Related Foundation Skills
If you need to explain these foundational concepts when implementing trees, reference these skills:
-
Repository Pattern: When implementing tree data sources, repositories, data fetching, or CRUD operations
- Reference skill:
umbraco-repository-pattern
-
Context API: When implementing repository contexts or explaining how repositories connect to UI components
- Reference skill:
umbraco-context-api
-
State Management: When implementing reactive tree updates, observables, or managing tree state
- Reference skill:
umbraco-state-management
Workflow
- Fetch docs - Use WebFetch on the URLs above
- Ask questions - What data will the tree display? What repository will provide the data? Where will it appear? Will tree items be clickable?
- Generate files - Create minimal files based on latest docs
- ✅ Create:
manifest.ts, tree.repository.ts (with inline data source)
- ❌ Don't create:
tree.store.ts (deprecated), separate tree.data-source.ts (can inline)

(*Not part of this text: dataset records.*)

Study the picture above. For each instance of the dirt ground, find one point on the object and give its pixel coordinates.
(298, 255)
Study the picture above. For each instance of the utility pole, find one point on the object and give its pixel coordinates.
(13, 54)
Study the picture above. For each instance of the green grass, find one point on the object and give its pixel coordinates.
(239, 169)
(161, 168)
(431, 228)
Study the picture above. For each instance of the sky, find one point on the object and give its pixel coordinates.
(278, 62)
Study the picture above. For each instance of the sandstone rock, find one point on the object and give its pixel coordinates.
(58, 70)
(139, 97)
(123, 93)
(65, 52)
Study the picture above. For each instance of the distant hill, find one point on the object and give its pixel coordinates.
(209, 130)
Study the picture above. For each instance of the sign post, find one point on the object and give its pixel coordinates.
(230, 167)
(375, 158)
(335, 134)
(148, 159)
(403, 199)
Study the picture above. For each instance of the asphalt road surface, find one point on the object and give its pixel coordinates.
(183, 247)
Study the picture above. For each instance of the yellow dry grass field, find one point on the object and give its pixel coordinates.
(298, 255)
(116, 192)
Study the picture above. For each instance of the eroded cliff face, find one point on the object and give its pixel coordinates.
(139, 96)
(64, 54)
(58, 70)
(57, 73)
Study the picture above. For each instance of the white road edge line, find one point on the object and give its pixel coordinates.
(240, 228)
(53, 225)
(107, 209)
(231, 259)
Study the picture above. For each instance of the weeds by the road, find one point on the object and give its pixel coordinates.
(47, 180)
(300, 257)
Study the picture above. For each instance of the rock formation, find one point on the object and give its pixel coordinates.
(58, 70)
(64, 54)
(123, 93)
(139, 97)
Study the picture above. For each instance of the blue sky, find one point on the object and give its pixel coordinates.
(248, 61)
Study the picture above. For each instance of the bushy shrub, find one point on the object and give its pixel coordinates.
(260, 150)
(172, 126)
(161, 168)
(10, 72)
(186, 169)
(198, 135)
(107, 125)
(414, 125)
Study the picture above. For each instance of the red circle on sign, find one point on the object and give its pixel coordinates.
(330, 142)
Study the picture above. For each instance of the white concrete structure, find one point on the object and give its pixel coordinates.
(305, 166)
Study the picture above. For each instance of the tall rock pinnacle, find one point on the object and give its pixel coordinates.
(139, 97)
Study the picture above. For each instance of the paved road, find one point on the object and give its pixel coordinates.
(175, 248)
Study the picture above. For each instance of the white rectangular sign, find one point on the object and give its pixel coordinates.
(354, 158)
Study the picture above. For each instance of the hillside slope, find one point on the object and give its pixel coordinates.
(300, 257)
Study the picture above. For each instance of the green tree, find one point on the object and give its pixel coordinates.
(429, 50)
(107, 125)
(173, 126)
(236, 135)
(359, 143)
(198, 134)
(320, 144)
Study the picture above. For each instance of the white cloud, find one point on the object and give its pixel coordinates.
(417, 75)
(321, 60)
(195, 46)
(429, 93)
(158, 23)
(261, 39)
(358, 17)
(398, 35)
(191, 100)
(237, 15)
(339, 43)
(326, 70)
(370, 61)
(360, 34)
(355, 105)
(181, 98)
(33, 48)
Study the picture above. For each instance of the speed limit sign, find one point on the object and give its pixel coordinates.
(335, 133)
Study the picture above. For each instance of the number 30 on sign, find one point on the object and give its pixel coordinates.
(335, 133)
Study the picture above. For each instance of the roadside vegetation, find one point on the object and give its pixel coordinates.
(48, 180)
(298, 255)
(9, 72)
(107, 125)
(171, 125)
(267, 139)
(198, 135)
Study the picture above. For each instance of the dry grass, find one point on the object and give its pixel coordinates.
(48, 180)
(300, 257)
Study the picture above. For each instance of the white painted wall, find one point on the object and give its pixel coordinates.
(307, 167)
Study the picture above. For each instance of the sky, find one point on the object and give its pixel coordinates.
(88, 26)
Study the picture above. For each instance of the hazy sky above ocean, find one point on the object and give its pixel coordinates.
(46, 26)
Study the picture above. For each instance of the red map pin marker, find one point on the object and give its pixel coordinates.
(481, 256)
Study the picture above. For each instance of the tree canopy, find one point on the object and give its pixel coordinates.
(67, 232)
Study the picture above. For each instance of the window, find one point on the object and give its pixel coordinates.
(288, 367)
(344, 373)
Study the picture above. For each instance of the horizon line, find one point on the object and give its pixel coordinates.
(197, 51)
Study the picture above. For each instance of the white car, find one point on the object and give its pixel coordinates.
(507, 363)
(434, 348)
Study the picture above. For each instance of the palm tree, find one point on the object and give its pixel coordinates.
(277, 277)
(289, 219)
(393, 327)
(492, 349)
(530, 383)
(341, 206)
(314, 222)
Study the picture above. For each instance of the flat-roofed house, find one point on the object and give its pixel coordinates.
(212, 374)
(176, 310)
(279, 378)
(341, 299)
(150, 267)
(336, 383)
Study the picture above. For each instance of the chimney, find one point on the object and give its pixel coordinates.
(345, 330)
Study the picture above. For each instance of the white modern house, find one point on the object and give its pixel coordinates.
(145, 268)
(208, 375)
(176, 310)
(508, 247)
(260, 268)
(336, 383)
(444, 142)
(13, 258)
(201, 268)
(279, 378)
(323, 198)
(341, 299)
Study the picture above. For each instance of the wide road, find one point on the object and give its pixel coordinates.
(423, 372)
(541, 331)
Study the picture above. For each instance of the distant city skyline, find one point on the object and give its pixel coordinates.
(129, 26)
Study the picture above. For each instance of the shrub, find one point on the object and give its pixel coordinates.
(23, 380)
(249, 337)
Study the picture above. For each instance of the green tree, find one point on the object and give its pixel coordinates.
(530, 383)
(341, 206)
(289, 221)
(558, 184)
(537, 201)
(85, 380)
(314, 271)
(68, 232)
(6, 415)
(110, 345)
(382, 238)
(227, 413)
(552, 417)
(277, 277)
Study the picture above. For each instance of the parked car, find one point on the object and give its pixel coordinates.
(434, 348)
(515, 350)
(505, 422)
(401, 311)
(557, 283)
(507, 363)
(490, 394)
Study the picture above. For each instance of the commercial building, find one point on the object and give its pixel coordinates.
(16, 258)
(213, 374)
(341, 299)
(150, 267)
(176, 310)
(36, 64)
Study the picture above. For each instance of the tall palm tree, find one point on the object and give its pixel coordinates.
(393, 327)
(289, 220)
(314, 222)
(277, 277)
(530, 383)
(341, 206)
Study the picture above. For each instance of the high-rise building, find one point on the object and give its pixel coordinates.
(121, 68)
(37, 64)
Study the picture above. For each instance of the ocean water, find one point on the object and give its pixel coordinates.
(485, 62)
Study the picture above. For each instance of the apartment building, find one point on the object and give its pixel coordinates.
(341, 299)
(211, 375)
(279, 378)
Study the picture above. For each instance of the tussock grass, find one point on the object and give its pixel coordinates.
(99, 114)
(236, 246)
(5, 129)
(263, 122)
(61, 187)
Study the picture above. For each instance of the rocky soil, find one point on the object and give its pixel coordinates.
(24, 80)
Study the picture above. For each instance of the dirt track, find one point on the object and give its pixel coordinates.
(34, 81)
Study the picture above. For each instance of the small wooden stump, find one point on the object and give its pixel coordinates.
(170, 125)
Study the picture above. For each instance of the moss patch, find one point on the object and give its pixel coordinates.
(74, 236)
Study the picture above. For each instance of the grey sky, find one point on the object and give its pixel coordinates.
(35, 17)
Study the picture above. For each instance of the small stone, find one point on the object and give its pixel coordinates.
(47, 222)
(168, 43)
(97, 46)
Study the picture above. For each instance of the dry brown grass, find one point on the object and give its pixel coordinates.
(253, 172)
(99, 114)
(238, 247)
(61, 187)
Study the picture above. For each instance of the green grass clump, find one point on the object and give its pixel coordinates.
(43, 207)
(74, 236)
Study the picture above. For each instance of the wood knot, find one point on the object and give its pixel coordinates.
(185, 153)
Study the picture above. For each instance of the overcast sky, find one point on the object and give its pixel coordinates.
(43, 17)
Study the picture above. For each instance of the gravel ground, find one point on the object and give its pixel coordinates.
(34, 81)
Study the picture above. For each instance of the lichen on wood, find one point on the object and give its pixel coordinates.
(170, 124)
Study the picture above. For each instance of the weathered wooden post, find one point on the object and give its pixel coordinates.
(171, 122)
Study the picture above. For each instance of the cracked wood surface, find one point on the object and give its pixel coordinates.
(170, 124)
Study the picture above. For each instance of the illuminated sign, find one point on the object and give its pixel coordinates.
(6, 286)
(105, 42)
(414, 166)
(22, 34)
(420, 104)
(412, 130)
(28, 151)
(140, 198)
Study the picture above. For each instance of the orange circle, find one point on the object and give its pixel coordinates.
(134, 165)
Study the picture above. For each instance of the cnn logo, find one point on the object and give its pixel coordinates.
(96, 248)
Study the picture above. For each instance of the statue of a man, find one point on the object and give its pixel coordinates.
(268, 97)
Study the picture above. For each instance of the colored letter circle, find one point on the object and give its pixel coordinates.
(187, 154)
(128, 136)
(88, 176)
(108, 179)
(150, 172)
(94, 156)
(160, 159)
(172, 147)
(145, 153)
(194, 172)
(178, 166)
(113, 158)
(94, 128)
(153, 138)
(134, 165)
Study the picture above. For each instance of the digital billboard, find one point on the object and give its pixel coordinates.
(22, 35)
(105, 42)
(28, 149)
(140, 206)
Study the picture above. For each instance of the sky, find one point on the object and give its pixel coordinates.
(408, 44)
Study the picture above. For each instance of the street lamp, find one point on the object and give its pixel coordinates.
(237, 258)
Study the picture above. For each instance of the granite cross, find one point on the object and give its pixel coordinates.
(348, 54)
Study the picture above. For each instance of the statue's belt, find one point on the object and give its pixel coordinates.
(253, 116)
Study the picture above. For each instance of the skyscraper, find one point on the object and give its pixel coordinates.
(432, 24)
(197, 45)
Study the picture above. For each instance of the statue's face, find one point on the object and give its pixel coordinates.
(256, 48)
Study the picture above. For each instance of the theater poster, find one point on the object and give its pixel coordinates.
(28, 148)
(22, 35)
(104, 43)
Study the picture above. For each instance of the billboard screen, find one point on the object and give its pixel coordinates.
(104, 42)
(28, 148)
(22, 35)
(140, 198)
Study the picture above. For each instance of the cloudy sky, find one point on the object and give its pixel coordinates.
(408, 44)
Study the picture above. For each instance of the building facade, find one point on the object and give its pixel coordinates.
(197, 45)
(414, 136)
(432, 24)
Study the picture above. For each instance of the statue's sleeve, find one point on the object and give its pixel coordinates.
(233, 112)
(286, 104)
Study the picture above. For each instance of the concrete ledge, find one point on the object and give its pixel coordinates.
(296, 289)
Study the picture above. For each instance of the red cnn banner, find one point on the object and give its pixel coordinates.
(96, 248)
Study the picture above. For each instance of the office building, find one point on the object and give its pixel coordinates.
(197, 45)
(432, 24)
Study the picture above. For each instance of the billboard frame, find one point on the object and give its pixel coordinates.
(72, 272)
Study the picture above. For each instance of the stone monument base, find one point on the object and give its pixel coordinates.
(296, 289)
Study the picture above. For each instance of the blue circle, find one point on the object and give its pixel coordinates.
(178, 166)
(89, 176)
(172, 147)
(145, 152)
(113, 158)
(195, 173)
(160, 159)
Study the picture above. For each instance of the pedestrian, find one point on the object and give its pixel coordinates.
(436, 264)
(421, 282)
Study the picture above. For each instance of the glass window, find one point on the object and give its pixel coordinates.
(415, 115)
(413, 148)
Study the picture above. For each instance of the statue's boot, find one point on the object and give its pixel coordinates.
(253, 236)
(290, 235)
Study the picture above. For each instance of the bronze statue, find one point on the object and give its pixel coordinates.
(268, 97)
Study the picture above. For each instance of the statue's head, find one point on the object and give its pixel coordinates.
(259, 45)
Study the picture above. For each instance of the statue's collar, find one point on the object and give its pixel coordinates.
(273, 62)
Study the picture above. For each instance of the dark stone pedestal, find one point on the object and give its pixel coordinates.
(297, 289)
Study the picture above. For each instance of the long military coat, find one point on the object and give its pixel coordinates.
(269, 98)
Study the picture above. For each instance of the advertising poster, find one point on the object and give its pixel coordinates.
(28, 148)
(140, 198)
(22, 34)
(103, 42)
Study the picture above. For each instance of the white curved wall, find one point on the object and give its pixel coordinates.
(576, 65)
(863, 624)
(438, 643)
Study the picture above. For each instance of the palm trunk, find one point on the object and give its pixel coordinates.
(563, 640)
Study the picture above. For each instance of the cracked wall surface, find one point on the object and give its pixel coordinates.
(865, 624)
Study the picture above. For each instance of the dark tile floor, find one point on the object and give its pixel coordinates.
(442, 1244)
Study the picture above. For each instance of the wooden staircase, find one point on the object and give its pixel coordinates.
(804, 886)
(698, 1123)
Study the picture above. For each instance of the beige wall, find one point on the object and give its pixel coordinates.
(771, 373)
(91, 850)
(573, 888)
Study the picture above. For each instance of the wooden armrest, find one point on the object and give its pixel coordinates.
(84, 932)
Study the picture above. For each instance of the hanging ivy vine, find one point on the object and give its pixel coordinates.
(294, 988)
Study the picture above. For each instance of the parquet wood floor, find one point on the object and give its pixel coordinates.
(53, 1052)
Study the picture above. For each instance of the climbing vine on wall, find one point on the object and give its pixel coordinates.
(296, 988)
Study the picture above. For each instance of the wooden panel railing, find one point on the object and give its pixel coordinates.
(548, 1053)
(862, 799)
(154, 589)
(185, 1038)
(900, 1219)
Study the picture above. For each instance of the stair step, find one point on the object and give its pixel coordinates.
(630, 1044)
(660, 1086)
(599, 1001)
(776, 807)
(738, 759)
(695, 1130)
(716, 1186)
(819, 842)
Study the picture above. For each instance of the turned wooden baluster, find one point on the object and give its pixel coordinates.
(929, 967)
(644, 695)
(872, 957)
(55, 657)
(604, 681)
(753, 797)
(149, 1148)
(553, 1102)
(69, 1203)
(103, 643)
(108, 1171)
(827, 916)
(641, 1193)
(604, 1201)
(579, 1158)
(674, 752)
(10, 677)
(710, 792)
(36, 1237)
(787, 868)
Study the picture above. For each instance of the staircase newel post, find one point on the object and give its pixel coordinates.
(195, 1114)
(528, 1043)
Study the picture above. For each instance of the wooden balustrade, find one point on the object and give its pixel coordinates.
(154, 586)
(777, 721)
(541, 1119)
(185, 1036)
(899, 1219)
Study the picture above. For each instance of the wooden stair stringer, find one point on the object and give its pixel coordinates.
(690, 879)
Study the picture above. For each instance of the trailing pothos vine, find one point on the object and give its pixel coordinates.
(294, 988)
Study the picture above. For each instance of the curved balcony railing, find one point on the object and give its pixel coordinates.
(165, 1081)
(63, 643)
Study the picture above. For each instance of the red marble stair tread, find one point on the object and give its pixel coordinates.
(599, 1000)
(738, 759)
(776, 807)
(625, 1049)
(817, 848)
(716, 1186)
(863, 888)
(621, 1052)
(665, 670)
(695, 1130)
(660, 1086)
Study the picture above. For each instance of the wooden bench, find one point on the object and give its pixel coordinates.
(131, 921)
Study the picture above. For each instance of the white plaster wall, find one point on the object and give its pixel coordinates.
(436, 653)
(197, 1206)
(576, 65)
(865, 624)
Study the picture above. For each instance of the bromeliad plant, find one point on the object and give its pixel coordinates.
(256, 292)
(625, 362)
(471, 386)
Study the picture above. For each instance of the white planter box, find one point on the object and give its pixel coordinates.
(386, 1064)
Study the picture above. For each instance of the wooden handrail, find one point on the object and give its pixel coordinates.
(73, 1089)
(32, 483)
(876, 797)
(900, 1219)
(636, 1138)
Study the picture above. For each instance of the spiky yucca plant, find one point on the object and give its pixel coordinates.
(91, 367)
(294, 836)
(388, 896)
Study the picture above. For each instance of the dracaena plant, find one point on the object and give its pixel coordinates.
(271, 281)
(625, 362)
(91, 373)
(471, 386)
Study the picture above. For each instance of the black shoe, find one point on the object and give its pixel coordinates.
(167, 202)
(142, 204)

- Use the inline data source pattern shown in examples below
- If clickable - Also create routable workspaces for each entity type (reference
umbraco-workspace skill)
- Explain - Show what was created and how to test
Key Configuration Options
hideTreeRoot on MenuItem (NOT on Tree)
To show tree items at root level (without a parent folder), use hideTreeRoot: true on the menuItem manifest:
{
type: 'menuItem',
kind: 'tree',
alias: 'My.MenuItem.Tree',
meta: {
treeAlias: 'My.Tree',
menus: ['My.Menu'],
hideTreeRoot: true,
},
}
{
type: 'tree',
meta: {
hideTreeRoot: true,
},
}
Minimal Examples
Tree Manifest
export const manifests: UmbExtensionManifest[] = [
{
type: 'repository',
alias: 'My.Tree.Repository',
name: 'My Tree Repository',
api: () => import('./tree.repository.js'),
},
{
type: 'tree',
kind: 'default',
alias: 'My.Tree',
name: 'My Tree',
meta: {
repositoryAlias: 'My.Tree.Repository',
},
},
{
type: 'treeItem',
kind: 'default',
alias: 'My.TreeItem',
name: 'My Tree Item',
forEntityTypes: ['my-entity'],
},
{
type: 'menuItem',
kind: 'tree',
alias: 'My.MenuItem.Tree',
meta: {
treeAlias: 'My.Tree',
menus: ['My.Menu'],
hideTreeRoot: true,
},
},
];
Repository with Inline Data Source (tree.repository.ts)
Modern simplified pattern - everything in one file:
import { UmbTreeRepositoryBase, UmbTreeServerDataSourceBase } from '@umbraco-cms/backoffice/tree';
import type { UmbControllerHost } from '@umbraco-cms/backoffice/controller-api';
import type { UmbApi } from '@umbraco-cms/backoffice/extension-api';
import type { MyTreeItemModel, MyTreeRootModel } from './types.js';
import { MY_ROOT_ENTITY_TYPE, MY_ENTITY_TYPE } from './entity.js';
class MyTreeDataSource extends UmbTreeServerDataSourceBase<any, MyTreeItemModel> {
constructor(host: UmbControllerHost) {
super(host, {
getRootItems: async (args) => {
const items: MyTreeItemModel[] = [
{
unique: 'item-1',
parent: { unique: null, entityType: MY_ROOT_ENTITY_TYPE },
entityType: MY_ENTITY_TYPE,
name: 'Item 1',
hasChildren: false,
isFolder: false,
icon: 'icon-document',
},
];
return { data: { items, total: items.length } };
},
getChildrenOf: async (args) => {
return { data: { items: [], total: 0 } };
},
getAncestorsOf: async (args) => {
return { data: [] };
},
mapper: (item: any) => item,
});
}
}
export class MyTreeRepository
extends UmbTreeRepositoryBase<MyTreeItemModel, MyTreeRootModel>
implements UmbApi
{
constructor(host: UmbControllerHost) {
super(host, MyTreeDataSource);
}
async requestTreeRoot() {
const data: MyTreeRootModel = {
unique: null,
entityType: MY_ROOT_ENTITY_TYPE,
name: 'My Tree',
hasChildren: true,
isFolder: true,
};
return { data };
}
}
export { MyTreeRepository as api };
Why this is simpler:
- ✅ One file instead of two
- ✅ Uses
UmbTreeServerDataSourceBase helper (pass functions, not methods)
- ✅ Data fetching logic inline (easier to understand)
- ✅ No separate data source file to maintain
For complex trees with API calls, you can still separate into different files, but it's not required.
That's it! Always fetch fresh docs, keep examples minimal, generate complete working code.